Conceptual systems and the way we frame ideas using analogy and metaphor can have a serious impact on the way we approach social problems like poverty. A 2011 study at Stanford University found that exposure to even a single metaphor can induce substantial differences in opinions about how to solve social problems. Participants were asked to read a report describing a crime problem in a fictional city. In some of the reports, crime was described as a beast, and in others, it was described as a virus. Then the participants were asked to propose a solution.
The majority of participants who read that crime was a virus proposed finding the root causes of the issue and implementing social reform, while the majority of participants who read crime as a beast proposed fighting back against crime by hiring police officers and building jails. The study authors added that these metaphor-induced differences in opinion are independent of pre-existing belief systems, like party affiliation. This means that the way we metaphorically frame social problems implicitly influences the decisions we make to solve them.

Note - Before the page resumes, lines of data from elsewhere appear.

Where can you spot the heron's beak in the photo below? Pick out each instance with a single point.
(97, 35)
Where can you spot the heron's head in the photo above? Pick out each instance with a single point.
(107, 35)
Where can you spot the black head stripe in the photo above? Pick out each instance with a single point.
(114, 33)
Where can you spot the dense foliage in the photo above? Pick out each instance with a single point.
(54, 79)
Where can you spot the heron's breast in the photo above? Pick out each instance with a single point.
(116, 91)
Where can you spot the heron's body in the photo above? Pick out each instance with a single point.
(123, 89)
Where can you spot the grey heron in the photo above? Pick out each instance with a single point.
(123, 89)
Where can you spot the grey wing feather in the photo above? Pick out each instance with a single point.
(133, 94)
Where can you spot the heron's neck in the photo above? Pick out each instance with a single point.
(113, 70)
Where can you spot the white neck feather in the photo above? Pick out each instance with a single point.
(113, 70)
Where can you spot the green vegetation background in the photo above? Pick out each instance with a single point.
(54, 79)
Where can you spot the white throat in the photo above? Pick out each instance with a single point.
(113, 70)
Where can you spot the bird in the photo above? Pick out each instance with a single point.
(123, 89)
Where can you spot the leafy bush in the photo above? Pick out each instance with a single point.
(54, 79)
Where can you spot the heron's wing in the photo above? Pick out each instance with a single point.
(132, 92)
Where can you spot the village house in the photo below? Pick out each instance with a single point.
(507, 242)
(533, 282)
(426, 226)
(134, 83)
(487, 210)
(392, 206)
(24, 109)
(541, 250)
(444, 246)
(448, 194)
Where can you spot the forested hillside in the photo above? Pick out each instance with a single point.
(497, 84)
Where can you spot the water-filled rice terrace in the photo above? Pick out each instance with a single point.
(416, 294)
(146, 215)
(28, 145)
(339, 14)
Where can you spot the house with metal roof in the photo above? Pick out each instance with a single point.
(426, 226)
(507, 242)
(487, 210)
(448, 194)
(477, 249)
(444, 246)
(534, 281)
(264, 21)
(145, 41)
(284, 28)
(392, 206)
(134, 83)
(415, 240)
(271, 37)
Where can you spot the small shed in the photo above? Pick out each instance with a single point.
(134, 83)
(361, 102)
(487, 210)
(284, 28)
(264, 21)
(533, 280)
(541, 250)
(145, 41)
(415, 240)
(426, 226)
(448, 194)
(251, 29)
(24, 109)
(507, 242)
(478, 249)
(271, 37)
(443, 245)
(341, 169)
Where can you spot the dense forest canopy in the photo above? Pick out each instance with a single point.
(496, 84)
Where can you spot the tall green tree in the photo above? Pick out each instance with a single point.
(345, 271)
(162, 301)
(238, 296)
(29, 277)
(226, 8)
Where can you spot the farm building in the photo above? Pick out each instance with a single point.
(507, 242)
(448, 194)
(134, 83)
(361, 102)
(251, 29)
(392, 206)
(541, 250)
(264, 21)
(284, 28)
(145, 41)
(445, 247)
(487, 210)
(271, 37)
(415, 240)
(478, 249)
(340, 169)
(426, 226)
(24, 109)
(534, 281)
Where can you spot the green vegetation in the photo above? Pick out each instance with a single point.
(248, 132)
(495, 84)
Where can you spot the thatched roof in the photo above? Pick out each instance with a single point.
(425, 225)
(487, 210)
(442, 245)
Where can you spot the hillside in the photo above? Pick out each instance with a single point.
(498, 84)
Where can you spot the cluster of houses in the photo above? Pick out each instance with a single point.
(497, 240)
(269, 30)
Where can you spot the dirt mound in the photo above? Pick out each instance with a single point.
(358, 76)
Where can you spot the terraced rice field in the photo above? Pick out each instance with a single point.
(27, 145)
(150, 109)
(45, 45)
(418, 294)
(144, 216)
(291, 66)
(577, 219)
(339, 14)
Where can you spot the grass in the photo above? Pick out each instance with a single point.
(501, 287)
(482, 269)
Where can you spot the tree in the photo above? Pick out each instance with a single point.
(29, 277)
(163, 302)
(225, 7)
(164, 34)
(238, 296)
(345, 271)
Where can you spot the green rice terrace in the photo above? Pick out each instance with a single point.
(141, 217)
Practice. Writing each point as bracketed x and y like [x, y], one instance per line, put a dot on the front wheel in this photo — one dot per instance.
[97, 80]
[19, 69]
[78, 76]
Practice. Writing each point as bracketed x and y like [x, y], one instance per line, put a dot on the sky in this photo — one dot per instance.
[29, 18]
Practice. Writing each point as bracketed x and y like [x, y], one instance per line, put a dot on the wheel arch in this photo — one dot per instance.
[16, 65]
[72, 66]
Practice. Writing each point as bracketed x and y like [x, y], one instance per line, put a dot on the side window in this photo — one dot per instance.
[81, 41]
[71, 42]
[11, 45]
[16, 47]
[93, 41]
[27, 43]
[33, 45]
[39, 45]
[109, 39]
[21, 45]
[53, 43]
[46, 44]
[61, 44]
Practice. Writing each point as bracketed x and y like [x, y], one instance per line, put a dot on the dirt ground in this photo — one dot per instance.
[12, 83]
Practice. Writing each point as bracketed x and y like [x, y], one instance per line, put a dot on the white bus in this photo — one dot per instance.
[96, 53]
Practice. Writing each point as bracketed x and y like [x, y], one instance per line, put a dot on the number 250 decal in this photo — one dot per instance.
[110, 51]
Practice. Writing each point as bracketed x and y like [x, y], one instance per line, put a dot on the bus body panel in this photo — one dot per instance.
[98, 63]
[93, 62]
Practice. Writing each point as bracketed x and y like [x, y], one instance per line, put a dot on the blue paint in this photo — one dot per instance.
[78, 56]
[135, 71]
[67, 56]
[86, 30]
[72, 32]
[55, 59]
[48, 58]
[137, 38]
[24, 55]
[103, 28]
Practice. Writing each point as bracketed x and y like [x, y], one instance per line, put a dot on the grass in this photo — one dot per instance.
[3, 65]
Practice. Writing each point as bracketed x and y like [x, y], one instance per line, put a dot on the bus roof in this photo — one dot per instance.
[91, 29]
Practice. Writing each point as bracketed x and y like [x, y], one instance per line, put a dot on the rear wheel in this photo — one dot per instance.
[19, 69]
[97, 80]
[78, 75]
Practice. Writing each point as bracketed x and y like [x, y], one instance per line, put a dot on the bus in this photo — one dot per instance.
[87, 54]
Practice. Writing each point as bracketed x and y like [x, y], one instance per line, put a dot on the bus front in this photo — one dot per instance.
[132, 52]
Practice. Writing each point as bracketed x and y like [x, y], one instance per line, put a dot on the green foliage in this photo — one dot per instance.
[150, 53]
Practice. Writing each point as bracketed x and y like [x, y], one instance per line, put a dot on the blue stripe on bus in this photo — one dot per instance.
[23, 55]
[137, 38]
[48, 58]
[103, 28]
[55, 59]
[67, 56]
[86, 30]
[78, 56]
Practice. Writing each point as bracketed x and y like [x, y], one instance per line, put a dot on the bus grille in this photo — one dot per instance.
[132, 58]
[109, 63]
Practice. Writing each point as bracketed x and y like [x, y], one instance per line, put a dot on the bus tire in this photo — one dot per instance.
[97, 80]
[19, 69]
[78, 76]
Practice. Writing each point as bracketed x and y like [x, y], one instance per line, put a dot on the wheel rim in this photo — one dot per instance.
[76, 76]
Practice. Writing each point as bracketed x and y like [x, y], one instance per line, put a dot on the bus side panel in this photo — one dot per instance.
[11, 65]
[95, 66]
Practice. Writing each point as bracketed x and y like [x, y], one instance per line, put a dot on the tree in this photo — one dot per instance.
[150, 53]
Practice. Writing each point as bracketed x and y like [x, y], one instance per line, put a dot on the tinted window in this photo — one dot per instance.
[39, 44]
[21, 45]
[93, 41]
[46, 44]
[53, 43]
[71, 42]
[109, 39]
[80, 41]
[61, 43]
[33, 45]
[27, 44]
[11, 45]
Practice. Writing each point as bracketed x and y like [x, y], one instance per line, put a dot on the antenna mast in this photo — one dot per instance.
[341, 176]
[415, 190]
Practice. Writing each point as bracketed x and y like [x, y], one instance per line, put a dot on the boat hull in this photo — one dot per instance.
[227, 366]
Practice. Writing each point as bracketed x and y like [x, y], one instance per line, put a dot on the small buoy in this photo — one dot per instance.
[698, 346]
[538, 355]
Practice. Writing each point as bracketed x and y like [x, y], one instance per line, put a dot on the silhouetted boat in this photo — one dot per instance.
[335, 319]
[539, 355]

Traditionally, poverty is described as an entity at war with a country: Public programs “die” after funding is scarce, employment is an anti-poverty “weapon” and, as Ronald Reagan famously stated, “We fought a war against poverty, and poverty won.” In part, the association seems reasonable — poor people have a lower life expectancy, higher prevalence of disease and starvation and people in poorer areas will find any excuse to get out, much like soldiers at war. However, framing poverty as a warring faction inspires problem-solving that mimics the properties of war: The responsibility is out of the American people’s hands; it is the government’s problem — a distant problem in a different world. As university students, it may be easy to conceptualize poverty that way, but it minimizes the active role each of us can take in solving it.
If anything, poverty is a wound for us to heal. There are many ways to get involved on campus, including organizations like Alternative Breaks, EducationCorps at UCSD, UCSD Whole Planet Foundation, the recently launched Policy Design and Evaluation Lab and countless other opportunities. Be active and try to make a difference, and maybe by 2030, we’ll have begun to heal the poverty wound.